Rohit's runs in India have come in all sorts of situations and on all sorts of pitches. His 149-ball 127 in Visakhapatnam was a blistering display of six-hitting when India needed quick runs to turn a reasonable first-innings lead into a match-winning declaration score with limited time remaining in the match. His 212 in Ranchi was built on a skilful defensive display against Kagiso Rabada either side of India slumping to 39 for 3 on the first morning. His 161 in Chennai was a triumph of seizing the advantage of a toss won on a square turner, by means of calculated risk-taking against both pace and spin.

Most pre-match estimations pegged Nagpur as a square turner, but Rohit didn't bat here like he had batted in Chennai. He didn't drive the seamers on the up, and he used the sweep - a defining feature of the Chepauk innings - sparingly. He stepped out often, but seldom to hit over the top - there was perhaps not enough bounce, and too much natural variation, for this to be a viable option.

Instead, Rohit trusted the slowness of the pitch to blunt the natural variation it offered Australia's spinners, and allowed himself, it seemed, to play an old-fashioned, merit-of-the-ball sort of innings.

He raced off the blocks, as he had done in Chennai, but in this case it was largely because Pat Cummins bowled what may have been the most erratic new-ball spell of his Test career. Cummins kept overpitching and straying on to Rohit's pads on the first evening, and Rohit, beautifully balanced, head right on top of the ball, flicked and glanced him for four fours in his first two overs.

With Australia's spinners often bowling a touch too full as well, Rohit raced to his half-century, and went to stumps batting on 56 off 69.

Day two was different. Australia's bowlers amped up their discipline as a collective, with Cummins setting the tone from one end, hitting the pitch hard and extracting the odd bit of sideways movement or indifferent bounce.
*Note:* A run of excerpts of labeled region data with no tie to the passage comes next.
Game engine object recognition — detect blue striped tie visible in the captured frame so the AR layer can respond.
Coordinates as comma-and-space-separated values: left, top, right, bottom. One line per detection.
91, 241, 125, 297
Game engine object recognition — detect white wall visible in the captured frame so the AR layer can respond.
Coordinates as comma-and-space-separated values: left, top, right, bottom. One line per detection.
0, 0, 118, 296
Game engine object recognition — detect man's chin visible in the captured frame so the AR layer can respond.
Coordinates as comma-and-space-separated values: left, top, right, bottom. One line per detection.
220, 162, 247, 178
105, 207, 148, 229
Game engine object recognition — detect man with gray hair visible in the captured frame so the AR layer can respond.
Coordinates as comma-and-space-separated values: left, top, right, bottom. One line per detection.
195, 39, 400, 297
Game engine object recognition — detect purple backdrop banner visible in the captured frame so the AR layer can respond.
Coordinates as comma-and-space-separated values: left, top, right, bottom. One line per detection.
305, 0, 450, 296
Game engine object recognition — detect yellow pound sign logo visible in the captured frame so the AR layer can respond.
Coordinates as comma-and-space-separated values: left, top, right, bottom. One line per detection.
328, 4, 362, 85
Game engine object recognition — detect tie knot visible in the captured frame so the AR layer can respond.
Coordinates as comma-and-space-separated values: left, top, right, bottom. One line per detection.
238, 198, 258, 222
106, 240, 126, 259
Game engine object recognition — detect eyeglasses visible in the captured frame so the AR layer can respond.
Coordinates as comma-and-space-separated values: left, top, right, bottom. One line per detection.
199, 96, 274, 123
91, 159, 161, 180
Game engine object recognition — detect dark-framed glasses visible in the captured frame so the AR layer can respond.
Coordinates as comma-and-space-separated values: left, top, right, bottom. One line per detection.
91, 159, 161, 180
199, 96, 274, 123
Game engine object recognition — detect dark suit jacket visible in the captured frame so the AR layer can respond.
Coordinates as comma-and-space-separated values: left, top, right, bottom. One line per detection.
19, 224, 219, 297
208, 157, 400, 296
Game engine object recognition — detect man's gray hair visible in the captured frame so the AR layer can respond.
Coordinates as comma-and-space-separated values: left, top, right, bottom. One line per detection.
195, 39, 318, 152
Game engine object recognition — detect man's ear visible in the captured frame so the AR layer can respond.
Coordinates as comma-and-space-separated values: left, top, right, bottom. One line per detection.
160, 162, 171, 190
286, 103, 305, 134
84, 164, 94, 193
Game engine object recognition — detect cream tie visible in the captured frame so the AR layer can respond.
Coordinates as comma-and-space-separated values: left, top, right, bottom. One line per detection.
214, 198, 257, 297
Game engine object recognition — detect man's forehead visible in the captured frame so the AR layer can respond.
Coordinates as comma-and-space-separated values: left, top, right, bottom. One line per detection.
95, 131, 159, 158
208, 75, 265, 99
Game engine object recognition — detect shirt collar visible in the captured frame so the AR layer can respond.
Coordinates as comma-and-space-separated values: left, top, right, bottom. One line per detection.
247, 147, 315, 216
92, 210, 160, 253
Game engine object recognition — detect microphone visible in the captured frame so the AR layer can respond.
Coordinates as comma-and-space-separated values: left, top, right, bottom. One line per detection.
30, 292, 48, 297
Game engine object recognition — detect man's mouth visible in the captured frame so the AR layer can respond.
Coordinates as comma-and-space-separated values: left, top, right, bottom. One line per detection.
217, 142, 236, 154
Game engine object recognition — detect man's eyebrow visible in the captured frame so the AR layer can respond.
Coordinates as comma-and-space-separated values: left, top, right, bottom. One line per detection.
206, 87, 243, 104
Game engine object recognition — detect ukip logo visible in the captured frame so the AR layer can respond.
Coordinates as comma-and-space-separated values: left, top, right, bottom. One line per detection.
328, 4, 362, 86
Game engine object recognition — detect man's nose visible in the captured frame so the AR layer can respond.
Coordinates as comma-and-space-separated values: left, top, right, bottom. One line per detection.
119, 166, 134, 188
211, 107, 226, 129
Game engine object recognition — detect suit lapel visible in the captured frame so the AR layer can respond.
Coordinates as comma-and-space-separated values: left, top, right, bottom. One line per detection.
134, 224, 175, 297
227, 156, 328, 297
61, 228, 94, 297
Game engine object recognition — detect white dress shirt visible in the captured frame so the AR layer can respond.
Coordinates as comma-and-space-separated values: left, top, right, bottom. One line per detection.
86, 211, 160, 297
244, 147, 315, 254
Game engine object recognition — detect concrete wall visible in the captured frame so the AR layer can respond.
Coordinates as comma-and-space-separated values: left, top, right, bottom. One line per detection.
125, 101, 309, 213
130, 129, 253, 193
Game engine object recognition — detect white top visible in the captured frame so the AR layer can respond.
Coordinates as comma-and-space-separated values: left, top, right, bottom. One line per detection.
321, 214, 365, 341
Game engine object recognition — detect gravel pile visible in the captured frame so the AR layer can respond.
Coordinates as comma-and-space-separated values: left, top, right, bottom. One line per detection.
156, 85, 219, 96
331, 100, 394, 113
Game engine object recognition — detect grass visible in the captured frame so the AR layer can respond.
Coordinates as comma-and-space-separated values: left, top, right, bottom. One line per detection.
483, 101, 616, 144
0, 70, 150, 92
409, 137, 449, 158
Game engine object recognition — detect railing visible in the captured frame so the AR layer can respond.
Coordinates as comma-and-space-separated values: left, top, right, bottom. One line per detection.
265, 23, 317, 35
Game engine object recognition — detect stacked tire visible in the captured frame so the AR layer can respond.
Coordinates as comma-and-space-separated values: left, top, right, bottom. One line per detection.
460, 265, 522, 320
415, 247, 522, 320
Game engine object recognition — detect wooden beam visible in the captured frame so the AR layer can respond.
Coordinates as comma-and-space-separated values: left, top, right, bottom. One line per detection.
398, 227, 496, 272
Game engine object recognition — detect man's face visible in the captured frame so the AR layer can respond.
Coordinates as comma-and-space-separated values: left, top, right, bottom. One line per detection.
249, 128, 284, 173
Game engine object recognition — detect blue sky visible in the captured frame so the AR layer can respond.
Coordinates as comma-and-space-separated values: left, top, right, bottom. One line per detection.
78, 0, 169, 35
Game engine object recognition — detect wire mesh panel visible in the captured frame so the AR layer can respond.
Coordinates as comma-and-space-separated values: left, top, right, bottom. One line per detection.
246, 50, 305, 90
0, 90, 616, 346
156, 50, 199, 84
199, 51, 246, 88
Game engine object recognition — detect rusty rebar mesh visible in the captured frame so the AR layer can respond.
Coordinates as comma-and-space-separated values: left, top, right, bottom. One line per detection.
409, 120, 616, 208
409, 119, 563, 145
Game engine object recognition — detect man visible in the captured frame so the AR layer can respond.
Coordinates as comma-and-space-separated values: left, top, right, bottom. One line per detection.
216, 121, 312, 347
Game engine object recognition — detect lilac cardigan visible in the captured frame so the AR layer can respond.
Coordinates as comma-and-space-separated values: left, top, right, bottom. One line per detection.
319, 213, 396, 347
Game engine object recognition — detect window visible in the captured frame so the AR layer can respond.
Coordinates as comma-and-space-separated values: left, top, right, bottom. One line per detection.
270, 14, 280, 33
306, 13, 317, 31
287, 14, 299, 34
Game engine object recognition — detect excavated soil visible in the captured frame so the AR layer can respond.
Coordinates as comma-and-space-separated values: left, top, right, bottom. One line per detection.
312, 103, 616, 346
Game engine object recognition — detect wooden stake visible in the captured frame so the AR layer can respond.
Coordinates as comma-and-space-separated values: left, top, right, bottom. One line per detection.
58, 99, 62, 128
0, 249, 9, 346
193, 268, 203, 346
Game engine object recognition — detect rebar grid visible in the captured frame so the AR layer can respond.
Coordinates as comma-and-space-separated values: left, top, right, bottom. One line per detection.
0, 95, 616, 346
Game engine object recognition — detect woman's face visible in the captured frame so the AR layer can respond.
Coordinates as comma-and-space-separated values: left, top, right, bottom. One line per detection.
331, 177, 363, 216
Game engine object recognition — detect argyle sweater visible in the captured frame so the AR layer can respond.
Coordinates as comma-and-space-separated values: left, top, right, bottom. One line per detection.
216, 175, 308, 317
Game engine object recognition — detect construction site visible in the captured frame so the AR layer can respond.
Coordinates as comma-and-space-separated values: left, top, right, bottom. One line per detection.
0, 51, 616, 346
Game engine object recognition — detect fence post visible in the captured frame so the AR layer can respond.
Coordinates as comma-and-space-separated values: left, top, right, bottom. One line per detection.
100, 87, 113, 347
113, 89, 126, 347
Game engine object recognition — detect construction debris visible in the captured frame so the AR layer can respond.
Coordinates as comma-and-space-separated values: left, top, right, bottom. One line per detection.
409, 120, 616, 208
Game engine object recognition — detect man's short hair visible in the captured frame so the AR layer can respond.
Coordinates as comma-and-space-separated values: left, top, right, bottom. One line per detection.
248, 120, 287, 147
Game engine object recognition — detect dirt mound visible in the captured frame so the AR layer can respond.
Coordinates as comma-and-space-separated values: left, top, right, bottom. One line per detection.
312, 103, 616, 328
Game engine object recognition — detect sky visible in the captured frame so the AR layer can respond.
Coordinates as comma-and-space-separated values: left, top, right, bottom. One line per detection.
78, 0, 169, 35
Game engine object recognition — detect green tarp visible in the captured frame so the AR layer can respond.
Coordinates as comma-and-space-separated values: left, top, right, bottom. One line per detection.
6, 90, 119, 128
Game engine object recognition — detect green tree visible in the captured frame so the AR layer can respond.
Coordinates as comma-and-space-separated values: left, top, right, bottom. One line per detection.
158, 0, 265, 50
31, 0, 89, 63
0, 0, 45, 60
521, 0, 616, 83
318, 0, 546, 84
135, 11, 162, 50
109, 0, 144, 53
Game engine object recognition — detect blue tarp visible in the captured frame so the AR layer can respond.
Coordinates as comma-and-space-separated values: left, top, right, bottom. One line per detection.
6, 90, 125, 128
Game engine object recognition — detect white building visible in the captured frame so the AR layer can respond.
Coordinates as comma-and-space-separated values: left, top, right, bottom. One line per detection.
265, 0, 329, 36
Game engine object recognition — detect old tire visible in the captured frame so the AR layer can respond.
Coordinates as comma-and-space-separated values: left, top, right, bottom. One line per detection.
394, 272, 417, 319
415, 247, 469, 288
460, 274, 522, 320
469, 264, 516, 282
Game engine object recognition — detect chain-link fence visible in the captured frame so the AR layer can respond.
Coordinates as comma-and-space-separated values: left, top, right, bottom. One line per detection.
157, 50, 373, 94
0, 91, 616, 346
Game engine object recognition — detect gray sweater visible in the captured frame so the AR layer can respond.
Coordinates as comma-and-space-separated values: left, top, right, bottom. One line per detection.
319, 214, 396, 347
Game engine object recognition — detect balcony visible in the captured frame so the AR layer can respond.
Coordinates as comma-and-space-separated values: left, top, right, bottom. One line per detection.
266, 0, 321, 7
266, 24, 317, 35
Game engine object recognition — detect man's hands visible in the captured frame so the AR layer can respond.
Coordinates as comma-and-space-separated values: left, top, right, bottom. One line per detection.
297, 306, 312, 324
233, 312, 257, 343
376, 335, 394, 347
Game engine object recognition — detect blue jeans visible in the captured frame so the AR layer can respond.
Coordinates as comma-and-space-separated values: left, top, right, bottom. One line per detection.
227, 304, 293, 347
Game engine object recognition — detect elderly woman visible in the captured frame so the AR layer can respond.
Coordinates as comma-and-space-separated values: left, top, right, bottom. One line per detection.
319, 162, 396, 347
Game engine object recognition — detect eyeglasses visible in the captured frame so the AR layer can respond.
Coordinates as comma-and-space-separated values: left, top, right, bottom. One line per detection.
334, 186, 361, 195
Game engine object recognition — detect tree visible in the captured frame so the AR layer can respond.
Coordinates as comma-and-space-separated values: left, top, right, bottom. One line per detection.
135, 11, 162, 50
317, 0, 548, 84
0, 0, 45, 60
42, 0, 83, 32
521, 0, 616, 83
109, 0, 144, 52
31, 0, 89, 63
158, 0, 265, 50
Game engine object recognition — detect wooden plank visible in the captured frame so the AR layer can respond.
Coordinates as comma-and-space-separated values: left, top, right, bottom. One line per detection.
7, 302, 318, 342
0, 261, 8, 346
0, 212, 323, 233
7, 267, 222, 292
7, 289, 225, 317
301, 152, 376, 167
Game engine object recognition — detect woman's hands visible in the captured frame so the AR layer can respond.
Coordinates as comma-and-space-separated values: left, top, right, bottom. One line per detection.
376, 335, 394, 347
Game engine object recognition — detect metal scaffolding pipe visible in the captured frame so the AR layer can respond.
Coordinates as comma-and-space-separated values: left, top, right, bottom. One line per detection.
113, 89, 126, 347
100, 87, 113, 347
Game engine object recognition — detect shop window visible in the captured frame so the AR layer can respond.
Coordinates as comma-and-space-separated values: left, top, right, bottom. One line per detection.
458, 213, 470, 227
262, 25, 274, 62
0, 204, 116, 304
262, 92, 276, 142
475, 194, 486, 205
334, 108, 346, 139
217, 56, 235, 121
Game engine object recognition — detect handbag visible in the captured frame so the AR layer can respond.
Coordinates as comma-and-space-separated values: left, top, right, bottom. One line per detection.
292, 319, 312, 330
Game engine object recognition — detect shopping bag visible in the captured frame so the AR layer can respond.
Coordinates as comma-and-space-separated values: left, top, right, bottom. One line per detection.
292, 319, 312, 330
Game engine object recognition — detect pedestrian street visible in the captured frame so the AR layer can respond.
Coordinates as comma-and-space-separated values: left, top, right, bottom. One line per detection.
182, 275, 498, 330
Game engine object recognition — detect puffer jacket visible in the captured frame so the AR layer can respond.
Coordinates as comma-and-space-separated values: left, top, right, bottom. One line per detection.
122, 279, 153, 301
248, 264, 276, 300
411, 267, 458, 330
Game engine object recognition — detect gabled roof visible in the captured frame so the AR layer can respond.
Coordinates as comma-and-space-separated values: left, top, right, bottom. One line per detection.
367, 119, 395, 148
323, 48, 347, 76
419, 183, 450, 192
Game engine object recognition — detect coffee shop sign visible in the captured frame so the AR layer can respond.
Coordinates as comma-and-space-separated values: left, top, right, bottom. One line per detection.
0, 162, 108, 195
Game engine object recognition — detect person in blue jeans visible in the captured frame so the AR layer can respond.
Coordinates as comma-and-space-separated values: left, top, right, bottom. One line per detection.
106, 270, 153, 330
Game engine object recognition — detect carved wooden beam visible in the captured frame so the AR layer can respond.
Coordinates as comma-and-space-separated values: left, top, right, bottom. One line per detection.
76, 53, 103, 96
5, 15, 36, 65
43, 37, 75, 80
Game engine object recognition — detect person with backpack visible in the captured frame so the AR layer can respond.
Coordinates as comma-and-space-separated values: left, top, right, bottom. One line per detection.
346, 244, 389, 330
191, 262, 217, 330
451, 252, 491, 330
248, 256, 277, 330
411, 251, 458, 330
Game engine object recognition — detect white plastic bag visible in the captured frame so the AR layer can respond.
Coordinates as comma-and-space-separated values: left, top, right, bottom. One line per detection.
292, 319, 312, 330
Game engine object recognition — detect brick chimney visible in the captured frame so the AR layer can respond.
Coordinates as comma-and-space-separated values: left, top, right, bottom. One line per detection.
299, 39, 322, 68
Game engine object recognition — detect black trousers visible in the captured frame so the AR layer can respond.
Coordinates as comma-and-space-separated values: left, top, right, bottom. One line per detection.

From the other, Nathan Lyon and Todd Murphy probed diligently from around the wicket, drifting the ball across the right-handers and causing moments of uncertainty when natural variation caused the ball to slide on with that angle. Scott Boland then replaced Cummins, and proceeded to dry the runs up with a hypnotic spell of machine-like medium-fast, stacking his leg-side field and pounding away on a bail-bothering line and length.

This rigorous test allowed the elegant minimalism of Rohit's defensive technique to shine through. The offspinners' natural variation troubled him every now and then, but it was the lesser danger on this pitch, from around the wicket. From that angle, it was hugely unlikely that either Lyon or Murphy would be able to beat his outside edge and threaten the stumps. If they did find the edge, there was seldom enough pace or bounce off the pitch for the ball to carry to slip, so long as Rohit didn't follow the ball with hard hands. This almost never happened.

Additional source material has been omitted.